At Noble, we have a small team working on college data:
- Myself: original designer of most of these tools over the past 7 years; deep background in technology from a prior career and ten years of experience on college and counseling related content, but mostly self-taught on our current technologies; majority of time dedicated to non-data and tools related responsibilities
- College Success Software Developer: two plus years working at Noble; career switcher with 2+ years of mostly Python related software development experience prior to coming to Noble; no background in the domain previously
In addition to college data, there is a four person Data Team whose work is largely not involved with college data, instead primarily supporting the academic work at the rest of Noble. This team does most of their work around three pillars that are similar to the practice of other high performing organizations using data to inform instruction, although they are more experienced than most other ed organizations in doing this well–the foundation of this structure has been in place for almost a decade and many other school organizations look to this team for guidance and advice for how to better use data in their system. The three pillars are:
- School Information System (SIS) as the front-end tool for capturing and displaying daily school data (PowerSchool)
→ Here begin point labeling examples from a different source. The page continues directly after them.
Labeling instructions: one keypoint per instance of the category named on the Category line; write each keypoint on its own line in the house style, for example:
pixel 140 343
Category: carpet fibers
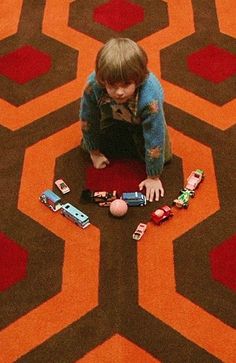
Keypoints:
pixel 95 295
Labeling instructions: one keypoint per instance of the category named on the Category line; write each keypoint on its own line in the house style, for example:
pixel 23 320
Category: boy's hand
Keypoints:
pixel 154 188
pixel 99 160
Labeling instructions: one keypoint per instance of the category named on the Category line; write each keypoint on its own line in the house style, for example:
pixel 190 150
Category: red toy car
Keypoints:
pixel 161 214
pixel 139 232
pixel 194 179
pixel 103 198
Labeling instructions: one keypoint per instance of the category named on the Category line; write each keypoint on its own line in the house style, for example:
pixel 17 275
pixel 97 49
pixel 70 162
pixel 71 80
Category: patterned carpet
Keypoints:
pixel 96 295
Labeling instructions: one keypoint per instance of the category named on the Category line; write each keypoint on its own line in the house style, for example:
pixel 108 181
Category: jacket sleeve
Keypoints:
pixel 90 118
pixel 153 124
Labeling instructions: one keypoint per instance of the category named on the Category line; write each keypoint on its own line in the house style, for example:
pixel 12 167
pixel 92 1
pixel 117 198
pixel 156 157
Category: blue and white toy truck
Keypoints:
pixel 75 215
pixel 134 199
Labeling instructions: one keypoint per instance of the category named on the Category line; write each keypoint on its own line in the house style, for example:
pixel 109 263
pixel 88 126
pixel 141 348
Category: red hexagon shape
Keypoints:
pixel 13 262
pixel 24 64
pixel 118 15
pixel 223 263
pixel 212 63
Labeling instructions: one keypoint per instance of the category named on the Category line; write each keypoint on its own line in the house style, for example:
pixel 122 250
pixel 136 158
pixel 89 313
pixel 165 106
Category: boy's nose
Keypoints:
pixel 120 91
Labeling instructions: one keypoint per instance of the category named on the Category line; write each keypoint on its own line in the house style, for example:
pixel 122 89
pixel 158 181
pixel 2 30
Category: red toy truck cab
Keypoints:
pixel 194 179
pixel 161 214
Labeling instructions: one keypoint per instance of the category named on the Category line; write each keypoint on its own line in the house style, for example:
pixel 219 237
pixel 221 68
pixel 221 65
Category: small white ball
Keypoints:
pixel 118 208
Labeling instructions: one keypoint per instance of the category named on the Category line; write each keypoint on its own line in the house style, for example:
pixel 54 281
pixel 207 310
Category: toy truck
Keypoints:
pixel 51 200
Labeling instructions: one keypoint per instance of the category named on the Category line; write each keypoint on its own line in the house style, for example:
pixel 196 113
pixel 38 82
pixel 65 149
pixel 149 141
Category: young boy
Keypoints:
pixel 122 112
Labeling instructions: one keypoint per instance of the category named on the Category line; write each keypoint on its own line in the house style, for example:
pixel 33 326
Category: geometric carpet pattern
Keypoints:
pixel 96 295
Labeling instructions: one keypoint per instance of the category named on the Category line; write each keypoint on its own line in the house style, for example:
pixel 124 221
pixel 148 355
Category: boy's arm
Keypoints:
pixel 153 124
pixel 90 118
pixel 90 112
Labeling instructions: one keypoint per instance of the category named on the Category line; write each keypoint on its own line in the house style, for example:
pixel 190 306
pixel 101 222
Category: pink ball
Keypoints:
pixel 118 208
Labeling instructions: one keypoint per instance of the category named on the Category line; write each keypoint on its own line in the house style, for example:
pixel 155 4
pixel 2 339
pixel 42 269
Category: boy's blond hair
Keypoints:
pixel 121 60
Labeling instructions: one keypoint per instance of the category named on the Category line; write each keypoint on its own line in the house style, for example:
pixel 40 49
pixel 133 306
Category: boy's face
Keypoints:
pixel 121 92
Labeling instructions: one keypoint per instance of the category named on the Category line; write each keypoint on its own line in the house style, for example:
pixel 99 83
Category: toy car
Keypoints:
pixel 103 199
pixel 139 232
pixel 75 215
pixel 194 179
pixel 183 199
pixel 134 199
pixel 62 186
pixel 51 200
pixel 161 214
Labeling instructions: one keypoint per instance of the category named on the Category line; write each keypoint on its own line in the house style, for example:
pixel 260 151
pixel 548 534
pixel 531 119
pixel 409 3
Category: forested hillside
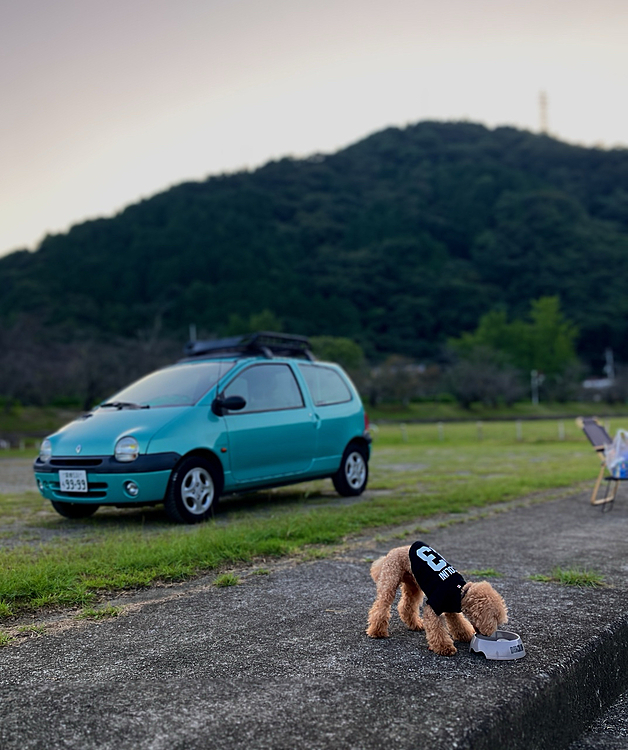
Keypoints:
pixel 399 242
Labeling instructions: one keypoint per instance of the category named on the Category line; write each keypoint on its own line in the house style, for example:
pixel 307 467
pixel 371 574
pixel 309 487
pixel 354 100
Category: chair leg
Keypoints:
pixel 595 500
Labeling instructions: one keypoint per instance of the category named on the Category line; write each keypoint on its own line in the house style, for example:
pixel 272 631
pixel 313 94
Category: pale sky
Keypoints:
pixel 106 102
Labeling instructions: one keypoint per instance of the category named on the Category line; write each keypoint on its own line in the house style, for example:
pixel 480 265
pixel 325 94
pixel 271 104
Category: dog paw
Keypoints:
pixel 374 633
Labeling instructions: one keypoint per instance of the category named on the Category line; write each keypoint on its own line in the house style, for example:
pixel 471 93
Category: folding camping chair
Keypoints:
pixel 600 440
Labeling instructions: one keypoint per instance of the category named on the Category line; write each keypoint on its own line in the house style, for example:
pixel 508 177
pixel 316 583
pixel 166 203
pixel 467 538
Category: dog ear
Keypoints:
pixel 484 607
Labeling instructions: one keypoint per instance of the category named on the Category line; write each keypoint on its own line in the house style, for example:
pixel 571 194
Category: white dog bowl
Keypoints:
pixel 500 645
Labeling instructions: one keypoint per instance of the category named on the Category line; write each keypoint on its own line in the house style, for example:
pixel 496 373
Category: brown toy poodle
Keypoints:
pixel 419 570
- Oracle database as the “back end” for storing the information in the SIS as well as a Postgres data warehouse for any other academic or behavioral data collected from other sources
- Tableau dashboards based on the Oracle and Postgres tables to share the information in timely and digestible ways with teachers, support staff, and leaders across Noble
- Plus a “Fourth pillar”: ad-hoc access and analysis of the above data for requests that aren’t answered by the (many) reports published to Tableau; these are requested via a ticketing system that is also used for custom or unusual issues with the SIS. These analyses and other tasks are based on a range of technologies including R and Python.
Because the college tasks–college counseling and alumni support & tracking–has been largely independent of the main PowerSchool/Tableau work, over the last 7 years we’ve generally acted independently from Noble’s main Data Team.
Our work over the years have been driven by a few main principles that have had consequences for the technology choices and work approach. Some of these principles are in tension–the first two were the original principles and the latter ones were added later to help deal with maintainability and efficiency concerns. At the end of this post, I’ll revisit the consequences of these various principles in a discussion of the challenges they pose going forward.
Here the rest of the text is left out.